Enhancing Clinical Trial Monitoring
As we engage with more and more patients within their real-world settings, we start to collect data that reflects how they experience their symptoms in the environment that matters to them. For instance, the “white coat syndrome” that causes stress in some patients can spike blood pressure in the clinic versus at-home monitoring with a less obtrusive device. DCTs offer accessibility to more patients with the benefits of enhanced clinical trial monitoring without the burdens of travel to clinics, making those patients apprehensive to participate more likely to do so for the potential benefits of the investigational therapy.
Greg Licholai, M.D.
Chief Medical Information Officer
PRA Health Sciences
DCTs and Technology
Hybrid and fully decentralized clinical trials leverage technological advances in communication platforms, digital health technologies (DHTs, e.g., wearables and sensors), and integrated electronic medical records (EMRs) with the goals of increasing efficiencies of DCTs and enhancing convenience for trial participants.
DCTs enhance data collection in real time and reduce geographic and travel barriers, leading to increased diversity and overall reduction of burden on trial participants, caregivers, and clinical sites. DCTs may lead to faster and cost-effective results.
Isaac Rodriguez-Chavez, Ph.D.
Senior VP, Scientific and Clinical Affairs, Global Center of Excellence for Decentralized Clinical Trials
PRA Health Sciences
Research as a Care Option
PRA Health Sciences developed Clinical Research as a Care Option (CRAACO), a collaborative and holistic approach to leveraging standard healthcare and clinical research (e.g., DCTs). CRAACO offers data integration from patients in standard healthcare systems and from trial participants in DCTs, as well as effective coordination between all trial stakeholders. DCTs will increase convenience and optimize enrollment, which improves access, retention, and health outcomes, expedites medical product development, and boosts diversity. This leads to more efficient and faster DCTs in all therapeutic areas, including COVID-19 treatments and vaccines.
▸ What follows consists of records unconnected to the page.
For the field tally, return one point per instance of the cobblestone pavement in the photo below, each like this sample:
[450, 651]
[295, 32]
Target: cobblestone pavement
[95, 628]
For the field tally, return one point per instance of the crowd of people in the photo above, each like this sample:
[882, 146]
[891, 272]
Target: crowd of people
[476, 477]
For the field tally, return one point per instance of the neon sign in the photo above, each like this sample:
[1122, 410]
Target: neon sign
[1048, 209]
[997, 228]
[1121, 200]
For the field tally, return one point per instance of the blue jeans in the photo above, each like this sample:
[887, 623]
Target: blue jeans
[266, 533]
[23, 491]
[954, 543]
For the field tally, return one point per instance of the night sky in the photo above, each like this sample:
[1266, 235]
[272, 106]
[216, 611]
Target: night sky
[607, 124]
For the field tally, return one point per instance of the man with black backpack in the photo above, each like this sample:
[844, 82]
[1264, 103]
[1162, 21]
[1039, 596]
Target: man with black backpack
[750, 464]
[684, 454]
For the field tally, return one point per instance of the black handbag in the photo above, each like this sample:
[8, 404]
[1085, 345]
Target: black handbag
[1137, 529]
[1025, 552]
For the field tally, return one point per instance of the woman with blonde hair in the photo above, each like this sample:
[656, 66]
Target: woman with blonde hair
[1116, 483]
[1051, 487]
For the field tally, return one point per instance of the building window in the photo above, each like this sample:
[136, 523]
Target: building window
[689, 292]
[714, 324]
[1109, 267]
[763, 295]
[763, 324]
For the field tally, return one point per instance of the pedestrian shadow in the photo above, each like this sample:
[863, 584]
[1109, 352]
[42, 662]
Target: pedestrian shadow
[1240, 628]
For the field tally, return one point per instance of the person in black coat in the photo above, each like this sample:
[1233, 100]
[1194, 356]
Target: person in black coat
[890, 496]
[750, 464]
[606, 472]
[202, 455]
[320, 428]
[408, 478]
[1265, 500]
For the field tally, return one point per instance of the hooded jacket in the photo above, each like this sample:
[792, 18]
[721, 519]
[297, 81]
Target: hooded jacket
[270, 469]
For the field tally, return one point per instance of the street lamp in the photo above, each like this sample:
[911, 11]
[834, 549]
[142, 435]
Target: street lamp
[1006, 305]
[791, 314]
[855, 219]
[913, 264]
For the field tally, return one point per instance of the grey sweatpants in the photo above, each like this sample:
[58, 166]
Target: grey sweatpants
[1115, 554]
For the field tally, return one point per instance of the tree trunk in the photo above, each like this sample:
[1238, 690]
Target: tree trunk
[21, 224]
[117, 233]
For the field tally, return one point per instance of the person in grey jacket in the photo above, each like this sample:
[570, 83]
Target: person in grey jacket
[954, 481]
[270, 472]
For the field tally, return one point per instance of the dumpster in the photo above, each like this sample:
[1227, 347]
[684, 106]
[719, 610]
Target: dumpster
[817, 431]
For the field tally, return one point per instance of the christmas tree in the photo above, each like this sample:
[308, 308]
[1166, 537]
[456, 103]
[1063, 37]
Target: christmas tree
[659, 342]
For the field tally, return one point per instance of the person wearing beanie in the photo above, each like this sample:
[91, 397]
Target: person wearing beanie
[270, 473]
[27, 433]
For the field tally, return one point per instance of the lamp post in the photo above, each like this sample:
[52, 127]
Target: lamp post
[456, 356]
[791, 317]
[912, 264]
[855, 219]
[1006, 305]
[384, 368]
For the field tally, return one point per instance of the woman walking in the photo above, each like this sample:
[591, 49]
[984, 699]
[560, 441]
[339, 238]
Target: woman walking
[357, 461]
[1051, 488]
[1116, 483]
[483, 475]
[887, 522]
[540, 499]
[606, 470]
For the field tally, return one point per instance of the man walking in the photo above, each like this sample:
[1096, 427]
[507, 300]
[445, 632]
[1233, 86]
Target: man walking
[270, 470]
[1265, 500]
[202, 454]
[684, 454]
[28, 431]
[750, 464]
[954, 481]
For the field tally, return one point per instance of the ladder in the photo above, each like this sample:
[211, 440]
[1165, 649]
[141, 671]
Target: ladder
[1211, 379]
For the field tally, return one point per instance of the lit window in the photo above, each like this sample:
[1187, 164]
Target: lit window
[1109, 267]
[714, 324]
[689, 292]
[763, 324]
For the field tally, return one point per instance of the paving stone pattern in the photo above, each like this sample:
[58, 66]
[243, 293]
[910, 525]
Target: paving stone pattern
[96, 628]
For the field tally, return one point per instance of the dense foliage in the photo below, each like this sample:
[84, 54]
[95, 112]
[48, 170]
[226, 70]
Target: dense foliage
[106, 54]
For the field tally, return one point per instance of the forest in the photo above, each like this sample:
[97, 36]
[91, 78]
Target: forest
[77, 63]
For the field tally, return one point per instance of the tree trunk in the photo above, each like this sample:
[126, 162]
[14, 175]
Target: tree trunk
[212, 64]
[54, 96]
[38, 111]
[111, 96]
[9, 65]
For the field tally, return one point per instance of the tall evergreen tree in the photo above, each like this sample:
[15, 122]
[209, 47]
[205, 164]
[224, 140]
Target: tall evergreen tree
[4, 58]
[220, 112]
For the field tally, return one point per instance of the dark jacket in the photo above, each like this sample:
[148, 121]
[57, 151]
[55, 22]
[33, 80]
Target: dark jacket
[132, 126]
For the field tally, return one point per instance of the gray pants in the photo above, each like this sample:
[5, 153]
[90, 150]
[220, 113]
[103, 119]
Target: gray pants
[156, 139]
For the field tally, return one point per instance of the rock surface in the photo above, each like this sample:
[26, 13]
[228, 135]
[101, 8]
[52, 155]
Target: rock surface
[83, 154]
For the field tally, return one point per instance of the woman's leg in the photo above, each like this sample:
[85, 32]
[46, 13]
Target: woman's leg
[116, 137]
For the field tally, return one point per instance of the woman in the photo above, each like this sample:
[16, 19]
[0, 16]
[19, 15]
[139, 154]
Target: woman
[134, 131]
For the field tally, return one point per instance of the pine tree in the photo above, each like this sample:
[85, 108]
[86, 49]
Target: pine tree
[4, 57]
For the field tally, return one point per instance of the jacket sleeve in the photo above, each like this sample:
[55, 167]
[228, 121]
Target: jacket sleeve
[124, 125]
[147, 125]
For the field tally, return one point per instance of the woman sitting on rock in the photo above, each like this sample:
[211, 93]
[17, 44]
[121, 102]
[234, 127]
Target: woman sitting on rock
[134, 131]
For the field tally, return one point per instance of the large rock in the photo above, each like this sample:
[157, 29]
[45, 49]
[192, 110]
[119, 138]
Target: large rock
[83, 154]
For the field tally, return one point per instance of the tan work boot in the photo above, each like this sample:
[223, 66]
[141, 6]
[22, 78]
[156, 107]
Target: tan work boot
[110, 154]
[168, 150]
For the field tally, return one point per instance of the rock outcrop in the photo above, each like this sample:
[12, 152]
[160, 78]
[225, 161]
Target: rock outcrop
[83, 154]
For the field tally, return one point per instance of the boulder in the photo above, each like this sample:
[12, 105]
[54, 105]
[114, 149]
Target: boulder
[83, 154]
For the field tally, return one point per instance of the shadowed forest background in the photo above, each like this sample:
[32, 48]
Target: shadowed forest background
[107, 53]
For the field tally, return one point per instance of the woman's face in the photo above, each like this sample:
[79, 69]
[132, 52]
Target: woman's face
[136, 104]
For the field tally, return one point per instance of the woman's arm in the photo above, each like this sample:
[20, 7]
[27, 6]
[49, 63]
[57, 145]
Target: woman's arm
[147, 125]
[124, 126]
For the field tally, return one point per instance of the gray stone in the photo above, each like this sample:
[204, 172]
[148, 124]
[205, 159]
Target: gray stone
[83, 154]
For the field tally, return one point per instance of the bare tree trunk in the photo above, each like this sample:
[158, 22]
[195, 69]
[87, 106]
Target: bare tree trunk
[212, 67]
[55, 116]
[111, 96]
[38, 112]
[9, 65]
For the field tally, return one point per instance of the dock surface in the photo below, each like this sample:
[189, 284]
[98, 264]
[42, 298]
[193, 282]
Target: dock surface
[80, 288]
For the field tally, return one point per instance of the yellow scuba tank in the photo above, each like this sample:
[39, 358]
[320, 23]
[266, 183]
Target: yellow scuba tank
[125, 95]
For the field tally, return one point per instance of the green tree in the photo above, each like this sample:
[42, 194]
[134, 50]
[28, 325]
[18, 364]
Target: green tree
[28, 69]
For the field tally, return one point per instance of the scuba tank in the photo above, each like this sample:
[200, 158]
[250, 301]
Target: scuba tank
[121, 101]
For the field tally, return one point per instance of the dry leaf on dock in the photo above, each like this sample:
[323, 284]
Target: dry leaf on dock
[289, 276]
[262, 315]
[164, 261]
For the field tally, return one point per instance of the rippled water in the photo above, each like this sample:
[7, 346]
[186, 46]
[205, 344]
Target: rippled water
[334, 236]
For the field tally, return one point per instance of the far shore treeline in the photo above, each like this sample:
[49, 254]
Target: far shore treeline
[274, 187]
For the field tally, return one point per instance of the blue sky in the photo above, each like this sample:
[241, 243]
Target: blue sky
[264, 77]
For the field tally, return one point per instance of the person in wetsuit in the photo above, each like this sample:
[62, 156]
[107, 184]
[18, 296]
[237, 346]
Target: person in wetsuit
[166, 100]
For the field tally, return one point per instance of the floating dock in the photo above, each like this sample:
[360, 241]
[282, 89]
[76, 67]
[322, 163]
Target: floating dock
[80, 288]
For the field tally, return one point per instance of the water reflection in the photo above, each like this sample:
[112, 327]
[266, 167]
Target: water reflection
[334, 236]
Executive VP, Decentralized Solutions
Like other “new” developments, we often find that sites, patients, biopharma, and service providers put up barriers to implementation. As scientists, we want data to show an approach is effective, and in the absence of case studies, we may resist implementing new approaches. Most barriers are therefore self-imposed — fear of the new and the unknown impact of change; however, we should not minimize the possible legal and regulatory barriers that may also delay new approaches.
Patients’ Real-Time Access to Data
Before COVID-19, telehealth, home health options, and wearable trackers were transforming how healthcare is being delivered and how physicians interacted and tracked patients’ health. By introducing these capabilities into clinical trials, we more closely mirror care options that patients are already becoming accustomed to, and trial participation may feel less burdensome. The use of DCT capabilities provides patients with real-time access to some of their data, affording them the same insights into their care as in the traditional medical care space. By bringing clinical trial activities closer to the home, we increase the type of care patients have access to; they are no longer constrained by geographic limitations on treatment options.